The bulk sampler (bottle/funnel) collected dry deposition of gases and particles. However, it was found that approximately 80% of carbonaceous aerosols are removed by wet deposition (via precipitation) [53]. Furthermore, according to the European Committee for Standardization (CEN), the bulk sampler can also be used for measurements of atmospheric deposition of metals in industrial and urban sites, mainly in the case of daily samples [6,47] (and reference therein).
Volumes and the pH values of samples were measured just after collection.
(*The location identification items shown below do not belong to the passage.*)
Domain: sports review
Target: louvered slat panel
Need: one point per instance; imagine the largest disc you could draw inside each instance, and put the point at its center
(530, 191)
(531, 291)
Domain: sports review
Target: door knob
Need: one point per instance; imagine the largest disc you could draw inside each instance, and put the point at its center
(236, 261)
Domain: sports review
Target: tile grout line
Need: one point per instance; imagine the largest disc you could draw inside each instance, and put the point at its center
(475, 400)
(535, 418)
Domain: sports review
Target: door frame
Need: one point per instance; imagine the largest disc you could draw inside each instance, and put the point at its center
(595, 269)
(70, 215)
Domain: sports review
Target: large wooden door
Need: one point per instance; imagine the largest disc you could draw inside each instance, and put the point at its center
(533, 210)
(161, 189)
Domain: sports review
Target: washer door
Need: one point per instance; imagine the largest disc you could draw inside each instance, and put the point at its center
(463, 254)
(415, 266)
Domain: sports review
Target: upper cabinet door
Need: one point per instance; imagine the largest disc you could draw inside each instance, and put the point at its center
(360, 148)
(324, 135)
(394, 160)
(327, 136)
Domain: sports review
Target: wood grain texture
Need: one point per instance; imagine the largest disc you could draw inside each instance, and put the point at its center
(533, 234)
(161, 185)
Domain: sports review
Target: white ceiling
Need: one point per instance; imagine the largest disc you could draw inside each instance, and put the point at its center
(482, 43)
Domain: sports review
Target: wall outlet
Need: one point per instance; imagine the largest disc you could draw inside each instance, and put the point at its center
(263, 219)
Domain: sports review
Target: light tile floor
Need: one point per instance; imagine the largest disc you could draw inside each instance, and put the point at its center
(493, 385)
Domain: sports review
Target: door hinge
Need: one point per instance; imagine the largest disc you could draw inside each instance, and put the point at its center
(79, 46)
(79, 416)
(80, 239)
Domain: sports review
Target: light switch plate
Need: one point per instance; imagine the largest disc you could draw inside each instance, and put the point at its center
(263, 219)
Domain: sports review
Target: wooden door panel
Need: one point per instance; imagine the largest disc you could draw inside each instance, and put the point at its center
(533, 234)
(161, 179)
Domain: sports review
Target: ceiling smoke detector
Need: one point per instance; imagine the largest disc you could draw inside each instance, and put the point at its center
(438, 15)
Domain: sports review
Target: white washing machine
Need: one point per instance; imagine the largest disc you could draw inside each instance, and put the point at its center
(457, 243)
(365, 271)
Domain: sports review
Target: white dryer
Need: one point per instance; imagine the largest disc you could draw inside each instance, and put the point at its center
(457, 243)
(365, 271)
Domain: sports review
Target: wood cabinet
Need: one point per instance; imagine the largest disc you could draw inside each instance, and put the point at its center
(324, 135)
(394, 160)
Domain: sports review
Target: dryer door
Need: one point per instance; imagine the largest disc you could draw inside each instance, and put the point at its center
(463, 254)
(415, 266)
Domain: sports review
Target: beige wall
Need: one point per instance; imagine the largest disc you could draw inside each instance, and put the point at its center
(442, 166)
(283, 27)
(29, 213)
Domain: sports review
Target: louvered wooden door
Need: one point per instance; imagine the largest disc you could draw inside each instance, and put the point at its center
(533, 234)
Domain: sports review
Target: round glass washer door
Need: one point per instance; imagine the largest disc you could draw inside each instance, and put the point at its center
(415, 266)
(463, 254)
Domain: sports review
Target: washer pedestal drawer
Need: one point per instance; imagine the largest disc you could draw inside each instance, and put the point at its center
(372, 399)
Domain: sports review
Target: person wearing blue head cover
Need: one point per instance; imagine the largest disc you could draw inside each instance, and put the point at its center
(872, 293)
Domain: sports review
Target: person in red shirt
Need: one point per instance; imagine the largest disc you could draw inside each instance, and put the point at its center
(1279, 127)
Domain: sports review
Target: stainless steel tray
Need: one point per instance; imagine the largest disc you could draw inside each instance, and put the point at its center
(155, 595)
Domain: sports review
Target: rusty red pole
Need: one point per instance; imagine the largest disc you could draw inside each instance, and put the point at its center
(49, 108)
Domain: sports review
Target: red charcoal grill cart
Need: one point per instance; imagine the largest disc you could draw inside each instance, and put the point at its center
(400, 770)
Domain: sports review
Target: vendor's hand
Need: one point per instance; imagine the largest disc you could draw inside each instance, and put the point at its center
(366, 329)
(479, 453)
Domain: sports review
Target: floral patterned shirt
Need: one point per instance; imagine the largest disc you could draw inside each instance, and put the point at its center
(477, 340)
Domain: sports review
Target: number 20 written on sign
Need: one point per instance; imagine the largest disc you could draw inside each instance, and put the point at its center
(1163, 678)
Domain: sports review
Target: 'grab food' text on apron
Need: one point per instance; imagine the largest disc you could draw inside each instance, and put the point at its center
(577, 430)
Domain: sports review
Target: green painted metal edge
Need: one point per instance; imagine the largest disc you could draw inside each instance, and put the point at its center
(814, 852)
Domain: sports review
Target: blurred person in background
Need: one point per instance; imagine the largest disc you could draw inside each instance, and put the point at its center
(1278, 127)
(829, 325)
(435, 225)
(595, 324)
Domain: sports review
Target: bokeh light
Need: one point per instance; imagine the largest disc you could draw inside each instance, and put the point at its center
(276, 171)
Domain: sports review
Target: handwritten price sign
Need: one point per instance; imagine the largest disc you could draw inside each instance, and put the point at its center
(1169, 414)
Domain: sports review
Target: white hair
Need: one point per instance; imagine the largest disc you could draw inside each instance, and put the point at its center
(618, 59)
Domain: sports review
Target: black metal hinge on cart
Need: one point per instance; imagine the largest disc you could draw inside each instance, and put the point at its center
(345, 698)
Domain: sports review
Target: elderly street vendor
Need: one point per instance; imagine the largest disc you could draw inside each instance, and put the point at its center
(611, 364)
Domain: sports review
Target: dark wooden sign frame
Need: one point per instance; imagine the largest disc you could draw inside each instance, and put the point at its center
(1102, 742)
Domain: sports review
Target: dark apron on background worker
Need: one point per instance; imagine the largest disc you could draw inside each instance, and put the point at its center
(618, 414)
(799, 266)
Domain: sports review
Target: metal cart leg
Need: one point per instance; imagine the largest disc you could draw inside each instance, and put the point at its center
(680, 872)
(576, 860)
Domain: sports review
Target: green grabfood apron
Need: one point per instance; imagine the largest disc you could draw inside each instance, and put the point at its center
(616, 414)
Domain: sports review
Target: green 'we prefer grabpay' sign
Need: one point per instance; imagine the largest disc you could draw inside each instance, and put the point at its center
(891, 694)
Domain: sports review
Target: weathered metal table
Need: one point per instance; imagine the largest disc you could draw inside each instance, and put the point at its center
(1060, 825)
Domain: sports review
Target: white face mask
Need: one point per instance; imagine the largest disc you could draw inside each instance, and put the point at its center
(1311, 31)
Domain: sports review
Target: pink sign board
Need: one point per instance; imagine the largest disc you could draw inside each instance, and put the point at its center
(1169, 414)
For measurements of TEs in the filtered fraction, the samples were filtered by use of the Millipore vacuum filtration system through a 0.45 μm cellulose-nitrate membrane filter (Sartorius). For DOC measurement, the filtered fraction was obtained by the use of the same filtration system with Whatman glass fiber filters, pore size 0.7 μm (Whatman, Grade GF/F, d = 47 mm). After preservation with the HgCl2 solution, it was stored in a cold dark place until analysis. Particulate organic carbon (POC), defined as organic matter larger than 0.7 μm, remained on the filter. Parameters, SAS, CuCC, and RSS, were measured in the original samples within two days. Prior to analysis, the samples were stored at 4 °C.

2.3. Chemical Analyses

2.3.1. Organic Matter (DOC, POC Measurements)

DOC and POC content was determined by the high-temperature catalytic oxidation (HTCO) method at a TOC-VCPH instrument (Shimadzu, Japan). The DOC and POC concentrations of each sample were calculated as an average of three replicates. The limits of quantification (LOQ) are 0.228 mg/L for DOC and 7.11 μg/L for POC. The precision of DOC and POC measurements, given as the relative standard deviation (RSD) was based on the analysis of selected samples and the reference materials; RSD never exceeded 6% and 5%, respectively. Both measurement procedures were validated through international intercalibrations as a prerequisite for accreditation achieved in 2017 (HRN EN ISO/IEC 17025:2007).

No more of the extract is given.